The constantly evolving landscape of legislative change provides both challenges and opportunities in the retirement planning process. The pension reforms that came into effect on 6 April 2015 were introduced to offer more choice and flexibility on what we can do with our pension savings if we’re aged 55 or over.

There has always been the option to take 25% of your pension pot tax-free, but with the new pension changes you can now take your whole pension pot in one go.

You now have many options available to you:

Taking your whole pension fund as a cash lump sum is the biggest change to come out of the 2015 pensions changes, so what does it all mean?

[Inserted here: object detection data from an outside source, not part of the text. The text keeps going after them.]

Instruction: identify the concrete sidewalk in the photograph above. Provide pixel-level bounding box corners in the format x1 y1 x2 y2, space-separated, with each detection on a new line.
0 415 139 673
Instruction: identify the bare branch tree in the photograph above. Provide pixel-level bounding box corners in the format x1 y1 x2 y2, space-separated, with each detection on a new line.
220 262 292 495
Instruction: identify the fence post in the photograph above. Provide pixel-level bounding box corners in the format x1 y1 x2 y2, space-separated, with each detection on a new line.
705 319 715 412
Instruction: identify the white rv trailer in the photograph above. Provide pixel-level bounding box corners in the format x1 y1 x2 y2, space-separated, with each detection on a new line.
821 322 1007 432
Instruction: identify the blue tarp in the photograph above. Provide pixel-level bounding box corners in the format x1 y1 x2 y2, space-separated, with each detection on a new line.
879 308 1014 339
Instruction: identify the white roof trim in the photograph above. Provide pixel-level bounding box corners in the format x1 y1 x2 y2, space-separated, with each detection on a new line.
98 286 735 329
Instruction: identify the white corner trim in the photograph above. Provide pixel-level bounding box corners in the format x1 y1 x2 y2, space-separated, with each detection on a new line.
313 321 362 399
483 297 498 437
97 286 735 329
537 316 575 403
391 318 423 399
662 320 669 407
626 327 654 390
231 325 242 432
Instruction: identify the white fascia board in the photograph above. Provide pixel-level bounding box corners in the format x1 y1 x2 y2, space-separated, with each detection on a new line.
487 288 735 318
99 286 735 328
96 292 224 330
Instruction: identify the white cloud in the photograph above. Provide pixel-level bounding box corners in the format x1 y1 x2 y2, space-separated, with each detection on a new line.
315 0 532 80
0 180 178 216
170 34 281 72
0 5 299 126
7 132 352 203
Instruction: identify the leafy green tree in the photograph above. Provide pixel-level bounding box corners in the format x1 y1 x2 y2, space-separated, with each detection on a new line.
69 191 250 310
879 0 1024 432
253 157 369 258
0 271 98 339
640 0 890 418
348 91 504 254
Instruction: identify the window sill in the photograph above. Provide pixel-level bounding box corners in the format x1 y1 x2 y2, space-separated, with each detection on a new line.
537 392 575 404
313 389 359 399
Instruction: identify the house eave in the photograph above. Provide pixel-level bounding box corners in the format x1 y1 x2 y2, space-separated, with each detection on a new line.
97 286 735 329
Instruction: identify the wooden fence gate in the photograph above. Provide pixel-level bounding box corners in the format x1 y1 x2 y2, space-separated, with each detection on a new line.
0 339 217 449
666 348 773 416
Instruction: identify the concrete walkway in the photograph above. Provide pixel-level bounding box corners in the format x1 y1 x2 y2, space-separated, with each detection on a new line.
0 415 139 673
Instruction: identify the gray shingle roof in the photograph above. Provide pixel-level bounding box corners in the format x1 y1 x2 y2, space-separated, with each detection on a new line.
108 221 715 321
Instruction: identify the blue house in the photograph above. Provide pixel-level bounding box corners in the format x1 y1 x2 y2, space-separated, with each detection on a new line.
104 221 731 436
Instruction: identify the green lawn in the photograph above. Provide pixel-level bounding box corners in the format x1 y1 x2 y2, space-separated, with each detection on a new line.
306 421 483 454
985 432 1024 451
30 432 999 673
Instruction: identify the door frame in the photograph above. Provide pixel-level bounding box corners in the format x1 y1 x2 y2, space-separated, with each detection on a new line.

The pension changes mean you can access your pension fund as and when you like from the age of 55 (rising to age 57 in 2028). One option is to take the whole pension pot in one. However, it’s important to remember that the first 25% of your pension pot is tax-free, and you will pay Income Tax on the remaining 75%.

Income Tax charge

Taking your entire pension as cash could involve a high tax charge. There is a standard Personal Allowance (£11,000 for 2016/17) on which no Income Tax is paid. Above this amount, tax is paid on your total income. Currently, the tax bands are 20%, 40% and 45% depending on your income. So, any cash you take out of your pension (except for your tax-free lump sum) is added to your income for the year and may well push you into a higher rate tax band.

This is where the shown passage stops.